Désormais, la construction se fait de façon collaborative autour de la modélisation des informations du bâtiment à l'aide d'une maquette BIM. « Le BIM est un outil au service de la compétence de la maîtrise d'œuvre, il ne génère pas de problématique assurantielle différente d'une collaboration autour de plan papier. Nous assurons l'activité de l'entrepreneur peu importe le processus » précise Grégory Kron. En effet, le Code civil prévoit que le constructeur est responsable à la fois des dommages qu'il cause à un tiers et des dommages qu'il cause à son ouvrage. À ce titre, il doit être garanti sur le fondement de la responsabilité civile et de la responsabilité décennale. Le fait que la collaboration se fasse autour de plans papiers ou d'une maquette numérique ne change rien à la responsabilité de chaque intervenant.

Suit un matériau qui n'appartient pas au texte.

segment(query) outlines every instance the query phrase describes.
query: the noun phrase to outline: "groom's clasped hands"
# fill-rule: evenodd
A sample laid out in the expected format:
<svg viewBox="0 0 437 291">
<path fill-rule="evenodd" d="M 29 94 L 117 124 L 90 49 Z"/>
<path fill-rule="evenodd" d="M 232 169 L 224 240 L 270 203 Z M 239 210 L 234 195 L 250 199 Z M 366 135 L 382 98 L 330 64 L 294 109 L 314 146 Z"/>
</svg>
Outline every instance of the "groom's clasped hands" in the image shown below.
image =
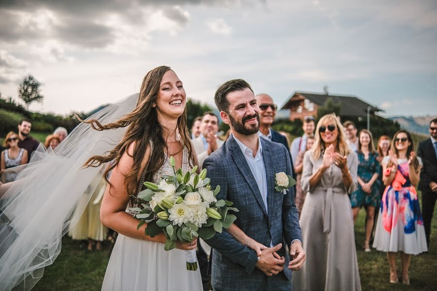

En revanche, la démarche BIM implique la désignation d'un BIM manager La responsabilité de ce nouvel intervenant peut poser question. En pratique, le BIM manager est celui qui met en place le processus et coordonne les échanges de données entre les intervenants. Cette nouvelle fonction recouvre des réalités diverses allant de la simple assis tance à la maîtrise d'ouvrage, à la réalisation de synthèse complète et de recommandation en passant par une mission classique de cabinet d'étude. « Le BIM

manager est une nouvelle fonction, l'une des difficultés est qu'il faille clairement identifier le contenu de sa mission. Elle peut être différente d'un dossier à un autre. Dans certains cas, son intervention pourra le rendre débiteur d'une garantie décennale en application du Code civil. C'est pourquoi, nous recommandons d'intégrer cette garantie systématiquement dans les contrats d'assurance des BIM manager.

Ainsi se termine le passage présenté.